Campaigners have warned that firms could be put out of business by a hike in rent prices, but the government has said all tenant’s rights have been protected.

Network Rail had a conservative valuation of £950m for keeping the portfolio in public ownership, and sold the property on a 150-year lease rather than freehold sale – which meant it did not prejudice the safe and sustainable management of railway infrastructure.

Leni Jones, who is the director of Guardians of the Arches, said the NAO’s report “confirms that tenants’ interests were only considered during the sale process because we forced Network Rail and the government to listen.”

“That was a major dereliction of duty by both Network Rail and the government. If the new owners try to impose further crippling rent increases at the scale suggested by Network Rail, they can expect organised opposition.”
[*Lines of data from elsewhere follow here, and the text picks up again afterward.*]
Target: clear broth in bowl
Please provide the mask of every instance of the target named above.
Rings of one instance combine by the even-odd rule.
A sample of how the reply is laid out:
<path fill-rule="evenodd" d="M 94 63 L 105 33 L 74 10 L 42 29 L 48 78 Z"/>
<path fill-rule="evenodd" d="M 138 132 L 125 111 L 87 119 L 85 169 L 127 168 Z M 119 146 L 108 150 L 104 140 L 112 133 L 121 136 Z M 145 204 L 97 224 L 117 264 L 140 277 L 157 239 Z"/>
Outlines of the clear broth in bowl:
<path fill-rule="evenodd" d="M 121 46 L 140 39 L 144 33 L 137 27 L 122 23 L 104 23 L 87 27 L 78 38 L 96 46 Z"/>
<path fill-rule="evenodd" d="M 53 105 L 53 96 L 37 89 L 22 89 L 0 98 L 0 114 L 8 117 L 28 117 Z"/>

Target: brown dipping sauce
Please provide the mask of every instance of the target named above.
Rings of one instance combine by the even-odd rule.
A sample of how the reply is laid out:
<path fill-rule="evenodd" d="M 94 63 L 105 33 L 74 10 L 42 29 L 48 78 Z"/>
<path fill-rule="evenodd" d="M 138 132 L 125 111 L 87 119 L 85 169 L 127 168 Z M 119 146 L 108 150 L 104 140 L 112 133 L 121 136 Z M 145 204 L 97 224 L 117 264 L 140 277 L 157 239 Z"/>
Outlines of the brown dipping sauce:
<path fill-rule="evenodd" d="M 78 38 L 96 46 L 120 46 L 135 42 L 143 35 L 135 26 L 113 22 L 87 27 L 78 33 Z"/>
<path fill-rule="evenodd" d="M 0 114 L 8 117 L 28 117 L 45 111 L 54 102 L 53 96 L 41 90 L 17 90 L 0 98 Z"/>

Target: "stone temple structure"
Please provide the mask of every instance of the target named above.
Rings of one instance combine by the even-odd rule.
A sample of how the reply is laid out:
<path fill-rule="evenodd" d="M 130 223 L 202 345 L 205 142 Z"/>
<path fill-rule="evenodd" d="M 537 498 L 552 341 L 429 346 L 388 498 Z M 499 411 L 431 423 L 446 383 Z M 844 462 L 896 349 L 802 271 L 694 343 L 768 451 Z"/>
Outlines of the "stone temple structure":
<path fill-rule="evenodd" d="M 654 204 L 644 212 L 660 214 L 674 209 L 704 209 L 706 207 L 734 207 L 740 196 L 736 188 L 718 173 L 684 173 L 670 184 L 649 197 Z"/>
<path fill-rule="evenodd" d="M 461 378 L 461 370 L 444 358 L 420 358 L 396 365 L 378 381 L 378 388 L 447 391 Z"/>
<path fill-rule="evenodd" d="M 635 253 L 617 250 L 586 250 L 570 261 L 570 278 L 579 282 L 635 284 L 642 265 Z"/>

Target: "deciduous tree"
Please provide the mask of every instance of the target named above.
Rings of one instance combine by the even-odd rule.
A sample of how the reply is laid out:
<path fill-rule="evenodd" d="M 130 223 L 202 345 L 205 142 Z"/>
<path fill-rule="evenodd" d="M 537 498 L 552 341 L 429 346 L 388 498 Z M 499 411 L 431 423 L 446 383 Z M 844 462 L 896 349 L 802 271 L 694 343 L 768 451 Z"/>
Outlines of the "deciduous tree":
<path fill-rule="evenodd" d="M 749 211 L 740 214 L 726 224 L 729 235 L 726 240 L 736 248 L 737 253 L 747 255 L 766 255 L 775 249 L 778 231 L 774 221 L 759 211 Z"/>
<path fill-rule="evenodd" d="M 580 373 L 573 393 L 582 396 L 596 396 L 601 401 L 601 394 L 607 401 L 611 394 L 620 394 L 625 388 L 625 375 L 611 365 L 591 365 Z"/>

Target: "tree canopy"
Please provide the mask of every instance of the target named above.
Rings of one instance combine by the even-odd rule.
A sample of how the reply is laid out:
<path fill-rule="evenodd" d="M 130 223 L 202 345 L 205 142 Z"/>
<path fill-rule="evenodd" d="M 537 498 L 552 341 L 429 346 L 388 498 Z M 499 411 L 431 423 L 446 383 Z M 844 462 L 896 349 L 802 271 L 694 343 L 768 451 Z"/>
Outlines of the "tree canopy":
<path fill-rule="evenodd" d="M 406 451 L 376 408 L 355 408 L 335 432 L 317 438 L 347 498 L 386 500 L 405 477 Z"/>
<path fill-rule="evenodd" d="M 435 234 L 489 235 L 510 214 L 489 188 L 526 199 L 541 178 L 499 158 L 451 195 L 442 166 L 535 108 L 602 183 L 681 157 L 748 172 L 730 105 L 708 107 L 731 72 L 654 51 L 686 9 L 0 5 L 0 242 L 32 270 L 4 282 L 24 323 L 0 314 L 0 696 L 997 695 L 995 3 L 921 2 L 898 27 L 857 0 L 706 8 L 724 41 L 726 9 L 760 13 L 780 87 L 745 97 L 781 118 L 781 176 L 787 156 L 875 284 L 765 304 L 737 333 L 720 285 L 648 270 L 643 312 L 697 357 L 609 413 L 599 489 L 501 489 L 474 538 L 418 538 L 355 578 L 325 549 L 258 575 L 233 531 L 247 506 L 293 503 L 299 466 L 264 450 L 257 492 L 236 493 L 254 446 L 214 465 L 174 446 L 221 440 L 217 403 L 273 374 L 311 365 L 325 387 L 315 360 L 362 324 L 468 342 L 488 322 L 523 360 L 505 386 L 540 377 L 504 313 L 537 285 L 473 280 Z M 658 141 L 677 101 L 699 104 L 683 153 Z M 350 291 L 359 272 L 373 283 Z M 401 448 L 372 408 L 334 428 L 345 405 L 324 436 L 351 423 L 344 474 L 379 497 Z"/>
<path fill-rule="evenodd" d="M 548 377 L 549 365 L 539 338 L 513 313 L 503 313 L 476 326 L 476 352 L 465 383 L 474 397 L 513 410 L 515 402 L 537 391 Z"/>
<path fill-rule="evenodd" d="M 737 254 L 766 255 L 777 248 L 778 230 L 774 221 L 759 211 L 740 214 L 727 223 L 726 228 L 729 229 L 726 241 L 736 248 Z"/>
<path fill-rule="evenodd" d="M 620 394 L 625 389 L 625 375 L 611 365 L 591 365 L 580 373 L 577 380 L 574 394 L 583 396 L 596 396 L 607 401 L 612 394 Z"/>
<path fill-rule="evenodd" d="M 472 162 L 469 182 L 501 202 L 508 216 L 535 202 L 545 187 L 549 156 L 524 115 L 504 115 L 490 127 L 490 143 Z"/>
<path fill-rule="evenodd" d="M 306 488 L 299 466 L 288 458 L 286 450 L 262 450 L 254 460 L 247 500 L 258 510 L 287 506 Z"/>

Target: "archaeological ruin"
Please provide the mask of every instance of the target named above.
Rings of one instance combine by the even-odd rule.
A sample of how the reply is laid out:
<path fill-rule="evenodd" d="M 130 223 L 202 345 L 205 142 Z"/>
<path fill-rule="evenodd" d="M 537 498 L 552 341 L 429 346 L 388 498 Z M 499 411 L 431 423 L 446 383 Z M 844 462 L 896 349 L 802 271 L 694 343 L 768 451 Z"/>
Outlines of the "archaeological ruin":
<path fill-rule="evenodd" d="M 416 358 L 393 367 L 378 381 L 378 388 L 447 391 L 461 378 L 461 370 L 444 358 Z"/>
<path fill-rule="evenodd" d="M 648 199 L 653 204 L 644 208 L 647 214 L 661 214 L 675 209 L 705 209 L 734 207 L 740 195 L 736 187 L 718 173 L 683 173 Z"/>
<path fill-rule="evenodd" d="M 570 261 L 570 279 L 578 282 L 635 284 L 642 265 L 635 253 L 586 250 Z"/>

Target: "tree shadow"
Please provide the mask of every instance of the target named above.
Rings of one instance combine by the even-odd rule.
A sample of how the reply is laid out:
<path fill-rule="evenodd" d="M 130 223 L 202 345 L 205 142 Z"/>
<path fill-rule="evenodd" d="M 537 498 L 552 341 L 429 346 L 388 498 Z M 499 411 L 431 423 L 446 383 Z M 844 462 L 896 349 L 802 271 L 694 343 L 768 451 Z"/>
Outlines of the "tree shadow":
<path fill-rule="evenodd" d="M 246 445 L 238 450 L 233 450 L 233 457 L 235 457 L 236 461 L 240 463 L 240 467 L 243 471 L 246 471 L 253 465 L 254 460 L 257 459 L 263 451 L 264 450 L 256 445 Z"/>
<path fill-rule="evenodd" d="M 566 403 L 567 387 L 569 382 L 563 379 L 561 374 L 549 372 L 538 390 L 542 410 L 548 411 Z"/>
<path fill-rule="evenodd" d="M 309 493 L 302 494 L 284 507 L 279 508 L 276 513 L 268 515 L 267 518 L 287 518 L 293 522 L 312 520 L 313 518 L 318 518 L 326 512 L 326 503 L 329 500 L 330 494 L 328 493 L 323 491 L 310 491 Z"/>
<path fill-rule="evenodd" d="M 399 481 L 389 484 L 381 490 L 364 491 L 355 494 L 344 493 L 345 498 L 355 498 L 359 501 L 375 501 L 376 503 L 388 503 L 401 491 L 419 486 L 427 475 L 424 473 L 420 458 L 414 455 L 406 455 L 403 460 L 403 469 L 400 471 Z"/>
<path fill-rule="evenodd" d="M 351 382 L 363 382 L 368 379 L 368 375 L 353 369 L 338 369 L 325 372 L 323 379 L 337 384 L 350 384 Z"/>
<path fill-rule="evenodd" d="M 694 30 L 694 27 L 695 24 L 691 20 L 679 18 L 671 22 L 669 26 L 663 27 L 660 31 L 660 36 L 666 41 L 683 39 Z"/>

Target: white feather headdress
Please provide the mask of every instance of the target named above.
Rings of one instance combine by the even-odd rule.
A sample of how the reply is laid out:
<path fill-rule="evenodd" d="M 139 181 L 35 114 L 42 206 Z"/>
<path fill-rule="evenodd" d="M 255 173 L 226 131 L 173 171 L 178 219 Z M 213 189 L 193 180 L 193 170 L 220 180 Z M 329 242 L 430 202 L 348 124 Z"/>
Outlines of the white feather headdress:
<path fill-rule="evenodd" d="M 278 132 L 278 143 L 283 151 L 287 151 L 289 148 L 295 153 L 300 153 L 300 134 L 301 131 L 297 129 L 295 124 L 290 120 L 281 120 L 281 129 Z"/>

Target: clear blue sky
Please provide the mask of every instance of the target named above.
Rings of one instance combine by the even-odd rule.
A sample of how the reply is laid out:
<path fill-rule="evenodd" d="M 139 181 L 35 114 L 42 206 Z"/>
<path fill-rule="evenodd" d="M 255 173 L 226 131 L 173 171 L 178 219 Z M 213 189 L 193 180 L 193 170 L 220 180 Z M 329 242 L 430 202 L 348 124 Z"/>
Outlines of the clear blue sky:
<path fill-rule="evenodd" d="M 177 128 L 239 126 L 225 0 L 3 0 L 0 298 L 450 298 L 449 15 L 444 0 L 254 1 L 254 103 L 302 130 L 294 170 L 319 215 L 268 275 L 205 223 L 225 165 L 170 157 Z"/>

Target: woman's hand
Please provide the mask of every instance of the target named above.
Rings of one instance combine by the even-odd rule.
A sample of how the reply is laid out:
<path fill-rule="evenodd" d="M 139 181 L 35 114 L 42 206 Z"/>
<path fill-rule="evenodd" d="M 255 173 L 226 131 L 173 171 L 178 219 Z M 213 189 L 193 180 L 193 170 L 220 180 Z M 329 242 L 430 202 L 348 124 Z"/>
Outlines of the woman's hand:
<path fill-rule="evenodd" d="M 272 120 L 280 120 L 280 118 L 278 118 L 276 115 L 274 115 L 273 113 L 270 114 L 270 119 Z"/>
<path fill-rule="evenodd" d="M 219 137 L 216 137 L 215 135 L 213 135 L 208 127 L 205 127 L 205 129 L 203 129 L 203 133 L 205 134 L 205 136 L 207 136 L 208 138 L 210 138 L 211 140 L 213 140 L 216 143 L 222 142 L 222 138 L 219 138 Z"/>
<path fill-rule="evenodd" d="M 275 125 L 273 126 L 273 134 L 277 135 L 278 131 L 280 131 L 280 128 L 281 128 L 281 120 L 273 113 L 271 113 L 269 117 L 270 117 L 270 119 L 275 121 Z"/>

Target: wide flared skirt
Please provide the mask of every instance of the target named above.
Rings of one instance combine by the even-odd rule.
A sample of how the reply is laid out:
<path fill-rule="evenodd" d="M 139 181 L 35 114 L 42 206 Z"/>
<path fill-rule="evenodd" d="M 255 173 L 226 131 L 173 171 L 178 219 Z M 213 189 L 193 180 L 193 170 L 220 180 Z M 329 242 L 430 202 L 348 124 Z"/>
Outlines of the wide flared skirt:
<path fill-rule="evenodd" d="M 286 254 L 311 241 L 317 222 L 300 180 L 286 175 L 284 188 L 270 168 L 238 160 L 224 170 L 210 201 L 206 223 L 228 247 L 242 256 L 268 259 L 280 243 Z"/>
The NAO report said that Network Rail had “not explicitly” considered issues such as tenant protection or community regeneration during the sale, and whilst the new owners have adopted a new charter to guide this, it has no legal basis.

Amyas Morse, head of the NAO, said: “Network Rail achieved value for money in terms of the price paid and the achievement of its main objective of obtaining access rights to ensure the continued operations and safety of the railway.”

“However, it is concerning that tenants as stakeholders did not form part of the aims of the sale and that they were only fully considered late in the process.”

Amongst its recommendations, the NAO said the Treasury and selling department should consider the potential impact of the disposal on wider government policy deal, and says the government should engage with policy leads from other departments when necessary.

David Biggs, managing director at Network Rail Property, said: “Our role is to safely run, improve and grow the railway for everyone that relies on it.

“The sale has enabled us to deliver a number of schemes, while at the same time tenants and communities will benefit from investment in the estate by the new owner.”